Faculty must be experienced in rural health. They must be committed and enthusiastic. Rural physicians can make ideal faculty, but they must first conquer the ghosts of their own rural practice weaknesses. They must also face up to the loss of many of their strengths. It is hard to teach rural medicine without being in a rural community. If rural physicians do not experience some sense of loss or depression when leaving practice, one could question their value as a rural faculty. 

Facilitating More and Better Rural Docs

There must be enough faculty. A few should be full time to provide an undivided focus. A key failing of rural programs is faculty who get pinched between patient care, teaching duties, and rural programs. Physicians will and should always choose people needs over administrative ones. Careful time management and negotiation skills can help faculty to accomplish multiple tasks and goals.

Faculty must work as a team. Many rural practitioners "did it all". Their staff, their patients, and their style of practice favored independence. Success in as an academic faculty involves individual work as well. Rural programs are often not established. They compete with other entities for funding and support. Successful rural programs involve team work. Rural faculty must identify allies and friends within the departments, medical school, and state. They must meet together to plan and support one another. They must work for the long term and not be discouraged by lack of early success. Networking and travel expenses are necessary to get faculty together and keep them in contact with rural locations and other rural faculty. A common focus for meetings is faculty development and program development.

Rural Faculty Development: Facilitating Town Plus Gown

Rural faculty must have access to the latest information on rural and family practice programs in order to best pursue teaching resources, funding, and other necessary elements for the rural programs.

Leadership Many rural programs are the vision of one person. Various mechanisms force this vision on the rest of the faculty. If the person is dynamic enough and supported enough, the programs will survive. A drawback can be the loss of that person or support. If that person has not prepared for this day, the entire development will be compromised.

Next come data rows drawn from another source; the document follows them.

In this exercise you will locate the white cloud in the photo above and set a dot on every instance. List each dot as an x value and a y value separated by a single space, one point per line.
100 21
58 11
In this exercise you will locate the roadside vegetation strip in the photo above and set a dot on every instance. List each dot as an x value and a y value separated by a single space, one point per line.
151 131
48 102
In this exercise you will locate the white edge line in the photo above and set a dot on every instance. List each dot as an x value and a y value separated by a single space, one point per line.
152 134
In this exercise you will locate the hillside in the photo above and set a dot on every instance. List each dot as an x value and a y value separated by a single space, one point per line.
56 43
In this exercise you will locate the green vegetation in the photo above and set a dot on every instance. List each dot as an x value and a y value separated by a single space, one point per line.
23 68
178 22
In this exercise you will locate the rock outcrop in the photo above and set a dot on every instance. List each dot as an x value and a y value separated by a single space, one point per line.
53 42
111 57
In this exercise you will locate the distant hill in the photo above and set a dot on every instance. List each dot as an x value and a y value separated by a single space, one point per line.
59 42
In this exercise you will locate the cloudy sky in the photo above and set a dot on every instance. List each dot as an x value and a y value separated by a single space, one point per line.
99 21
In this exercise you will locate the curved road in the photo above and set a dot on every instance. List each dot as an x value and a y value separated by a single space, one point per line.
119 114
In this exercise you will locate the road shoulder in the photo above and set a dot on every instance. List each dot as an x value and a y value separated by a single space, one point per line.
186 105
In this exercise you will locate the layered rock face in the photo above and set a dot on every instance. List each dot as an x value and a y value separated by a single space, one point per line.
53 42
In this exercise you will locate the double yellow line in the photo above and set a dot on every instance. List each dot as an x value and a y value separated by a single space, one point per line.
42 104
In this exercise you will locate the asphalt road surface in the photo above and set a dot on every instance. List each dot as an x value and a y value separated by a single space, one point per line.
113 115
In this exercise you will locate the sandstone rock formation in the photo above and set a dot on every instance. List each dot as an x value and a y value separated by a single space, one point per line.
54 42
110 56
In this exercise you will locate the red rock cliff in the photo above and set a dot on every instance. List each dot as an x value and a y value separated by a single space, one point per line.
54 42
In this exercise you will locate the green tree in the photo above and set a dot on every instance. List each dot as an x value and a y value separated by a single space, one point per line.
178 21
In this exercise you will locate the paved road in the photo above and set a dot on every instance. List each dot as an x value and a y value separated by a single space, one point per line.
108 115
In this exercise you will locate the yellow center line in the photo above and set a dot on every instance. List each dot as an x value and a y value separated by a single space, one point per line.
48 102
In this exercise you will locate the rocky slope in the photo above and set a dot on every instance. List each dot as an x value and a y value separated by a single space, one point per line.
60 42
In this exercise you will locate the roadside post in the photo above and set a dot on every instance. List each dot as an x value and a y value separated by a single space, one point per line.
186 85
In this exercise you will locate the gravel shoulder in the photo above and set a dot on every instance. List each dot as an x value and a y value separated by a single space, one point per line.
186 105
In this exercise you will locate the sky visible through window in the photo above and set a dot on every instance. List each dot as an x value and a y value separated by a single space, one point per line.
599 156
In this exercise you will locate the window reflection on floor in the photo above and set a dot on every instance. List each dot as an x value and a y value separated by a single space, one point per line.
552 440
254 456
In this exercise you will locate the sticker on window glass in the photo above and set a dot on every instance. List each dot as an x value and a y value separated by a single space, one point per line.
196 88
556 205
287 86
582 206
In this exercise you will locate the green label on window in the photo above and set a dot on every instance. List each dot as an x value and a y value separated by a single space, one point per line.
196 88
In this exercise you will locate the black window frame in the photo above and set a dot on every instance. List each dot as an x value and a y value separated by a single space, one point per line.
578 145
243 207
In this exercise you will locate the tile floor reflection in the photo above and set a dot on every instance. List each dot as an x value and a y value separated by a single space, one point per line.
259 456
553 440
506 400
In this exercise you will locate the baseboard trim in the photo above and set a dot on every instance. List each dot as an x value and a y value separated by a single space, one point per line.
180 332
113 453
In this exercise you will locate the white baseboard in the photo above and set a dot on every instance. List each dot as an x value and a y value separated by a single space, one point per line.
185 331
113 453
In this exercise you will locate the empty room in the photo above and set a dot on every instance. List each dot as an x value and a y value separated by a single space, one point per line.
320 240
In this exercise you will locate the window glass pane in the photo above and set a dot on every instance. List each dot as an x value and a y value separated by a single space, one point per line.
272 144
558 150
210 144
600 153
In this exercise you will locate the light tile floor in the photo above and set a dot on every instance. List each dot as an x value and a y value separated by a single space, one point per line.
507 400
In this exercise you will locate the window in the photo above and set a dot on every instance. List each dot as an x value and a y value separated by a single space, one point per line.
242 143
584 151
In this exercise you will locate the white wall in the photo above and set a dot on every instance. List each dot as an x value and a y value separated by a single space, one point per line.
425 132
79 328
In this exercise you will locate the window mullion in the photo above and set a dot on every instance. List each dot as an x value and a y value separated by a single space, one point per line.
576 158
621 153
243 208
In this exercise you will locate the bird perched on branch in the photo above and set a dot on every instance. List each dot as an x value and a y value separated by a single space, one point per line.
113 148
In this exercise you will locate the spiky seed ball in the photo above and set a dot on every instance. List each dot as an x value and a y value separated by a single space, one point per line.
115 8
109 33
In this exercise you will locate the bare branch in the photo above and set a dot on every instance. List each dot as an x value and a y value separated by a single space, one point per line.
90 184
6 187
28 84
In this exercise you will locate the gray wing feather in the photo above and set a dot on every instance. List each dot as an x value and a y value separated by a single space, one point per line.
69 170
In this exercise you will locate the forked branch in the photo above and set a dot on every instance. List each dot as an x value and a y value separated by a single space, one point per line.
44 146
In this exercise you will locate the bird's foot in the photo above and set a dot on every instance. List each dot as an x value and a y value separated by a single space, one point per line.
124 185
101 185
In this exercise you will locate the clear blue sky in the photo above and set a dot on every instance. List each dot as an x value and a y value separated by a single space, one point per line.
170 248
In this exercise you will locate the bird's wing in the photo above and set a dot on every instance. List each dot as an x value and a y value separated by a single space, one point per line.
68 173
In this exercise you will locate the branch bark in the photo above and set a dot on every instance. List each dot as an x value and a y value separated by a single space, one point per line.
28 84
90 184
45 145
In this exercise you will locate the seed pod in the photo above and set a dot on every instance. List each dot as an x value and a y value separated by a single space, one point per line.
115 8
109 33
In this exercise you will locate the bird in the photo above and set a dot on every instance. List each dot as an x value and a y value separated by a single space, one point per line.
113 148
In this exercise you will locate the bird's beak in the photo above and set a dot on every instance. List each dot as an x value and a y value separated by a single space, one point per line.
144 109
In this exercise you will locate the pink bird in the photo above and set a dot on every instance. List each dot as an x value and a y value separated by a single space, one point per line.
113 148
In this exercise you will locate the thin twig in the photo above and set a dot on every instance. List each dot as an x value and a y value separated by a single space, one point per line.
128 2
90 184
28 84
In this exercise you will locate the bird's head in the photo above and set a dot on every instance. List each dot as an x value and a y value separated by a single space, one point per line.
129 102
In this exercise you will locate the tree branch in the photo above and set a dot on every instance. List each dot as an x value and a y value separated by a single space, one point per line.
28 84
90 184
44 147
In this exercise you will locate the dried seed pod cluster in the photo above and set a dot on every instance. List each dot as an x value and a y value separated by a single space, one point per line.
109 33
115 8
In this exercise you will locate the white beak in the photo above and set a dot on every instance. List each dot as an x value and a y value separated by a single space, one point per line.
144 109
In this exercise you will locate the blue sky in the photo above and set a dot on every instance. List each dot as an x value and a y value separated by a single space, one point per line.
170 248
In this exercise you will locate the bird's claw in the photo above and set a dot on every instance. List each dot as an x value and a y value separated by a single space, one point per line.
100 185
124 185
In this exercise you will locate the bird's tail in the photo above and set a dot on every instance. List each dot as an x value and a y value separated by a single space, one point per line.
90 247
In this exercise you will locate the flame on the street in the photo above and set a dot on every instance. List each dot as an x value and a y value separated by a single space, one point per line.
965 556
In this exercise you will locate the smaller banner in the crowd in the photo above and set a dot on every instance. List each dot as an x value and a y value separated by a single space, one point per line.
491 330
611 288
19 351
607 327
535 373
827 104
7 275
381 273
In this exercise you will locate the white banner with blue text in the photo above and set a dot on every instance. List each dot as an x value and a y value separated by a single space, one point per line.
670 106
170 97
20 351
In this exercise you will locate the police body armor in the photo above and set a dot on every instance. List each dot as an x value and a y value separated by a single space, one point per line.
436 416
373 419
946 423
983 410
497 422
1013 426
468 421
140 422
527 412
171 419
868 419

Others approach rural programs as a team. This can be difficult when rural is so broad and faculty come from many backgrounds.    Leadership Factors in Developing RME

With either method it is necessary for information and resources to be assimilated into a vision that is do-able for the institution. This will involve change, political struggle, tact, diplomacy, and a willingness to invoke the institutional mandate when necessary. Those who wish to change institutions must understand the rules better than those who run the institution. Planning allows for quick reactions in times of change or crisis. It is important in these times to understand the long term plan and know what intervention can shape this change. For instance legislatures in many state in the past 20 years have demanded that medical schools be held accountable for their graduates failure to meet the needs of the state. Those who have planned well, have secured funding and programs to better meet these needs.

Personal limitations and obstacles to overcome include time management, organization, understanding various perspectives (state view, local, national view), understanding departmental politics, the state mission, the unstated mission, etc.